The fact that the impulse response accelerates rather than decelerates during saccades suggests that although strongly attenuated, the magno system remains active during saccades (a parvo-dominated response should be slower). This is consistent with experiments demonstrating that under certain conditions, saccades in the direction of a rapidly moving, high-contrast grating can improve direction discrimination of that stimulus (Castet and Masson, 2000; Garcia-Perez and Peli, 2001). While these demonstrations clearly do not refute the existence of a centrally driven suppression mechanism, they do highlight the important point that centrally driven saccadic suppression only attenuates motion detection, not eliminating it completely, leaving an important role for other mechanisms, such as masking, in natural (usually visually rich) viewing conditions (Campbell and Wurtz, 1978; Derrington, 1984; Diamond et al., 2000; MacKay, 1973).

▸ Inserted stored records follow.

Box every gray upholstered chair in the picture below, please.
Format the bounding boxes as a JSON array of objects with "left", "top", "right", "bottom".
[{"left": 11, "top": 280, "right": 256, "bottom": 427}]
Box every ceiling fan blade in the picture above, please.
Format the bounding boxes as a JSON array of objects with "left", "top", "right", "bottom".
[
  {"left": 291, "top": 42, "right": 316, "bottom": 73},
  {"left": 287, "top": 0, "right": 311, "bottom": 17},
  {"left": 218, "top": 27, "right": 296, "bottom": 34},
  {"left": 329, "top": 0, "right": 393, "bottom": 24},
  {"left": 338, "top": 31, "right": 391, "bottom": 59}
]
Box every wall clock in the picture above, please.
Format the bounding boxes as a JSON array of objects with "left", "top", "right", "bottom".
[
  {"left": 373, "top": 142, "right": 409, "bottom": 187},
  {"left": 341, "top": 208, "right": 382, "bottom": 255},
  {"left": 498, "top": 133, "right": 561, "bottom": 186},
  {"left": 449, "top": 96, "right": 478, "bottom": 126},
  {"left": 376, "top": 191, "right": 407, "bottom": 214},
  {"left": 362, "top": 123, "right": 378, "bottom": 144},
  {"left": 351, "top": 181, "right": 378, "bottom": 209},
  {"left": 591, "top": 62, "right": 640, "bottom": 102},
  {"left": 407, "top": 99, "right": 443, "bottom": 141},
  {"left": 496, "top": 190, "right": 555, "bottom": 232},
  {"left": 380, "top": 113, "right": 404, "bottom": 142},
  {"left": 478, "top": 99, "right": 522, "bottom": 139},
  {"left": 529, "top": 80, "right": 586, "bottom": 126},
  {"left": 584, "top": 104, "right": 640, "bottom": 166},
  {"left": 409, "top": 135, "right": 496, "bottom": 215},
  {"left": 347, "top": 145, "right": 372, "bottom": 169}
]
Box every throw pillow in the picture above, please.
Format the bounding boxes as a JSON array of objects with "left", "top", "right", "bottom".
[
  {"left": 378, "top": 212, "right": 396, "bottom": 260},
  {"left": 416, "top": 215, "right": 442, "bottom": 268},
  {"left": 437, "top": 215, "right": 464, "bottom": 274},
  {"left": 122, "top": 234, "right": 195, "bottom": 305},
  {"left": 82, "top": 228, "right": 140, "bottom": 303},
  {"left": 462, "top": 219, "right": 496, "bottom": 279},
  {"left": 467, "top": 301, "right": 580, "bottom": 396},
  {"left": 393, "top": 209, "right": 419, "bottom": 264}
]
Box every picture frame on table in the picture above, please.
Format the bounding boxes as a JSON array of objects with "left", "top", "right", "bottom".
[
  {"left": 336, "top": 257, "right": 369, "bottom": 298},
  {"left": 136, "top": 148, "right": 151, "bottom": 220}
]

The studies discussed above all refer to moderate to large saccades and might not be applicable to the microsaccades that are normally made, together with slow drifts, around the fixation point. Most evidence suggests that small saccades cause little or no threshold elevation (Krauskopf et al., 1966; Sperling, 1990), indicating that the effects of the image tremor may be controlled by other means. Murakami and Cavanagh (1998, 2001) recently proposed that the retinal motion generated by microsaccades is eliminated by subtracting a baseline speed, estimated from the minimal retinal jitter, from the velocity signals of local-motion detectors. Evidence favoring this model is derived from the observation that if a region of the retina is adapted to jittering motion and a static pattern is subsequently inspected, the unadapted (but not the adapted) region appears to jitter. Murakami and Cavanagh claim that the reduction in motion sensitivity caused by adaptation reduces the estimate of the baseline jitter so that the motion caused by eye jitter becomes superthreshold in the unadapted region and hence visible. This idea is particularly interesting in the context of older theories that suggested that stabilization is achieved by subtraction of extraretinal signals. In such cases, there is subtraction of a speed scalar (not a spatial displacement vector) from velocity estimates that have been extracted by specialized motion detectors.
In conclusion, human psychophysical data clearly suggest an extraretinal suppression of early visual activity during saccades. There is also much neurophysiological evidence pointing to the underlying neural mechanisms of suppression, but there is no clear consensus on this: some studies show clear evidence of suppression, but others do not. Still others point to more complicated effects, such as an inversion of directional selectivity of MT cells during saccades (Thiele et al., 2002). For a recent review of some of this literature, readers are referred to Ross et al. (2001).